IMG_1158

An old picture of me from fourth grade. I was a real looker.

Since I gave birth to my daughter, my friendships have shifted.  A lot of this occurred because, after I gave birth, the focus became my kid.  In the very beginning, I was simply trying to keep my child alive and, when I wasn’t, I was trying to sneak in a nap in order to NOT kill my child.  In essence, at the beginning of parenthood, it is all about you and your family’s survival.  Literally.  This isn’t an exaggeration (well, it’s kind of an exaggeration but I’m a huge fan of hyperbole.)

Therefore, these initial months of motherhood can make you kind of an asshole to outsiders – many of whom are your friends.

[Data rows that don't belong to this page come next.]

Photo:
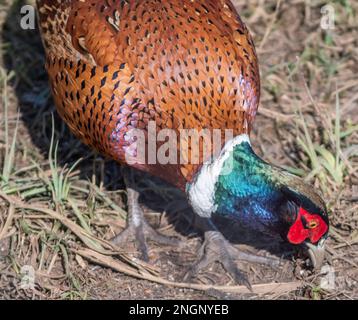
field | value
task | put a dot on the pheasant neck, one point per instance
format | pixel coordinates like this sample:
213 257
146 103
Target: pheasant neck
238 183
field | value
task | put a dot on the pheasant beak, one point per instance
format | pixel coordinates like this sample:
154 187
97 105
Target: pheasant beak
316 253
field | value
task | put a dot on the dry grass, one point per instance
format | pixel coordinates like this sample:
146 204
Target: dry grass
56 212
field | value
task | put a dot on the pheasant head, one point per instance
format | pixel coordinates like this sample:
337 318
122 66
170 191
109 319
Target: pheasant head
240 185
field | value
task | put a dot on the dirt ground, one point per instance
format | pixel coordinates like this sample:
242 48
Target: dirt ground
54 218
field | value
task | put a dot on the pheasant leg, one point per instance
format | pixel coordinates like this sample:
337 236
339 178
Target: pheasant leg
137 227
217 249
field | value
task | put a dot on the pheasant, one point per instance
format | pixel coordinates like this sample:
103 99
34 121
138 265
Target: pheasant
119 67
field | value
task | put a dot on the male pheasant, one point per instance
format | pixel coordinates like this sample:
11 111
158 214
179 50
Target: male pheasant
120 66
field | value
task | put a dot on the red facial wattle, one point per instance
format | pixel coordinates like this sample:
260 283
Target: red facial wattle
307 226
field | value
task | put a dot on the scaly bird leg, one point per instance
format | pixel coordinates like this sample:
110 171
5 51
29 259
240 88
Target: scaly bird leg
217 249
137 226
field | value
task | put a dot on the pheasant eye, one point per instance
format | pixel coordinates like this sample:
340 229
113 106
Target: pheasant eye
313 224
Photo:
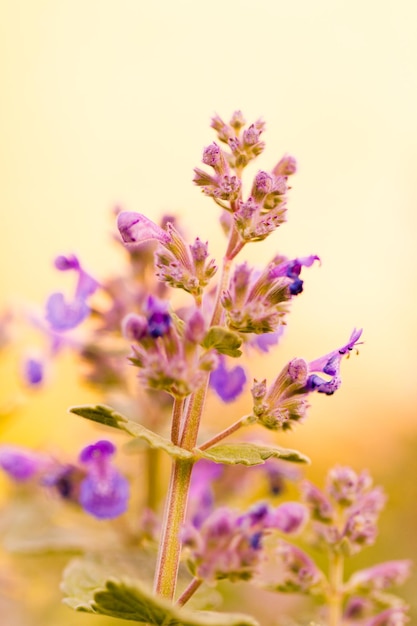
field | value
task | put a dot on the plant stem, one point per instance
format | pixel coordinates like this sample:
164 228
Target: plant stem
243 421
189 591
336 587
176 502
177 410
170 544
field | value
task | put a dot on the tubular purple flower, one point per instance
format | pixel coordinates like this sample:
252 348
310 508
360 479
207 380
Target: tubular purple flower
136 228
33 371
289 517
104 493
228 383
381 576
330 364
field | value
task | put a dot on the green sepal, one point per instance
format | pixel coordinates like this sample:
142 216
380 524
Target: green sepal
87 591
225 341
109 417
249 454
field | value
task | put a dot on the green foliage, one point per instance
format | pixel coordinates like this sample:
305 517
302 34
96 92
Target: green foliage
108 416
225 341
88 590
250 454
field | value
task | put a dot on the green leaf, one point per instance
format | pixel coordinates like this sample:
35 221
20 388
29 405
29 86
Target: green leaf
249 454
109 417
88 591
225 341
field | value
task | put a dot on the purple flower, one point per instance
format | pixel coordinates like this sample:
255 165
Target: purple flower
292 269
63 315
20 464
86 285
228 383
104 493
330 364
289 517
136 228
33 371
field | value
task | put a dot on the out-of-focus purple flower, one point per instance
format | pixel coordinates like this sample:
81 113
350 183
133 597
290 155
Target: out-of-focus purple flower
394 616
104 493
21 464
63 315
33 371
381 576
228 383
289 517
330 364
136 228
292 269
299 573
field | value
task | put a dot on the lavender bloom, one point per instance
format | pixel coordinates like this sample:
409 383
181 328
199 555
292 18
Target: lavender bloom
87 285
104 493
330 364
394 616
201 496
136 228
227 383
299 573
33 371
20 464
63 315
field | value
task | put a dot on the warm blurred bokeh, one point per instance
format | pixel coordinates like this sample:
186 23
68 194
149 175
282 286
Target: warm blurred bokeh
108 103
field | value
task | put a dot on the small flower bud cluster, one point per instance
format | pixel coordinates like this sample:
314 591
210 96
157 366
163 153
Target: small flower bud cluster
166 349
264 210
227 544
177 264
94 484
343 519
285 402
346 512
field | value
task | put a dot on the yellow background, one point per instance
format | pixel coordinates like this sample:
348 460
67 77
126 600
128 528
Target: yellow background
108 103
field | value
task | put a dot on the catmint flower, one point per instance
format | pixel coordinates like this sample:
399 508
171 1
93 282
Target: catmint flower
257 302
227 383
136 228
20 464
380 577
287 166
63 315
299 573
330 364
201 497
104 493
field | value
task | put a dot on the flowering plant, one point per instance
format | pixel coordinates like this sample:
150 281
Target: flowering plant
178 354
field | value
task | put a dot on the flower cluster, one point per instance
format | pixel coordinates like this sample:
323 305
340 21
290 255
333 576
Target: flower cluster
343 520
94 483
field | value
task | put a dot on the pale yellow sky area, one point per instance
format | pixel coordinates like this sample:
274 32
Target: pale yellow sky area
106 103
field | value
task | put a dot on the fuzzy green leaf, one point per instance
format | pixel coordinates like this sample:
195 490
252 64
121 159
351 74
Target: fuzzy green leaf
109 417
86 590
249 454
225 341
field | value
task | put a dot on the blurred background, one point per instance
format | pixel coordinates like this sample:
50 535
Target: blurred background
109 103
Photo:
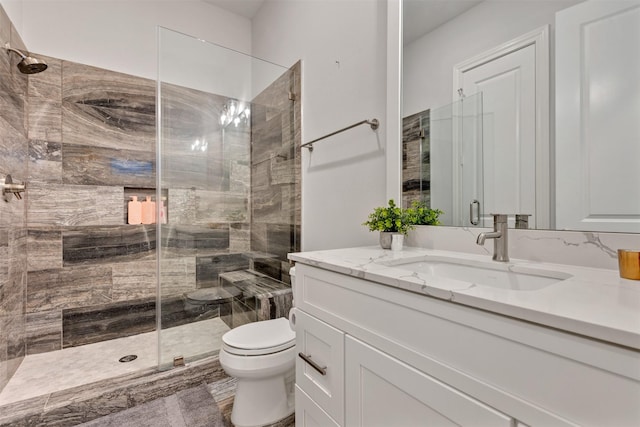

You can’t go out last-minute to Happy Hour because you can’t do anything last-minute (you can’t even shower).  You can’t go to that amazing pilates class that everyone is raving about because you can’t get a sitter.  You can’t always be there for your friends in a way that you used to be (ie, able to talk at 2:30 in the morning about a break-up because you’re snoring on the couch covered in your child’s vomit and you didn’t hear the phone.)

Some friends take this in stride and are still there for you and some friends kind of go a different way.  They assume you can’t do things anymore because, well, you usually can’t.  It’s not their fault and it’s not entirely your fault; it is what it is.

And then your child is a toddler and she’s in Day Care and you are sleeping regularly and don’t feel insane anymore but your friends have moved on.  I’m not saying ALL your friends have moved on but a lot of friends have because, well, your behavior was necessarily selfish for a while (go back to the part about just trying to keep your child alive for the first few months.)

The result of this phenomenon has been that, for me, I now have to initiate almost all social interactions.  I was so focused on my child and was so sleep deprived  and was also trying to get back to work that I seemed disinterested in my friendships and now, this is the result.  I have to be more proactive about reaching out to old friends (rekindling the friend-flame) and it’s been rough sometimes.  I’ve felt a little rejected and sometimes pretty lonely (I also attribute this to moving out to the suburbs), but I get it.  I understand why this happened and I definitely played a large part.

But to people who have friends that are having babies, let me say that it might suck for a while, but unless your mom friend is a total dick, she’ll be back.  Don’t give up on her and think she’ll be an asshole for the rest of her life.

And to my mom friends, reach out.  Don’t just expect your old friends to call you because, most likely, you’ve been absent in their lives; but that’s alright.  Sometimes, these things aren’t personal and are just normal phases in life.  Just because you are in a different phase than your friend, it doesn’t mean that there isn’t still love there.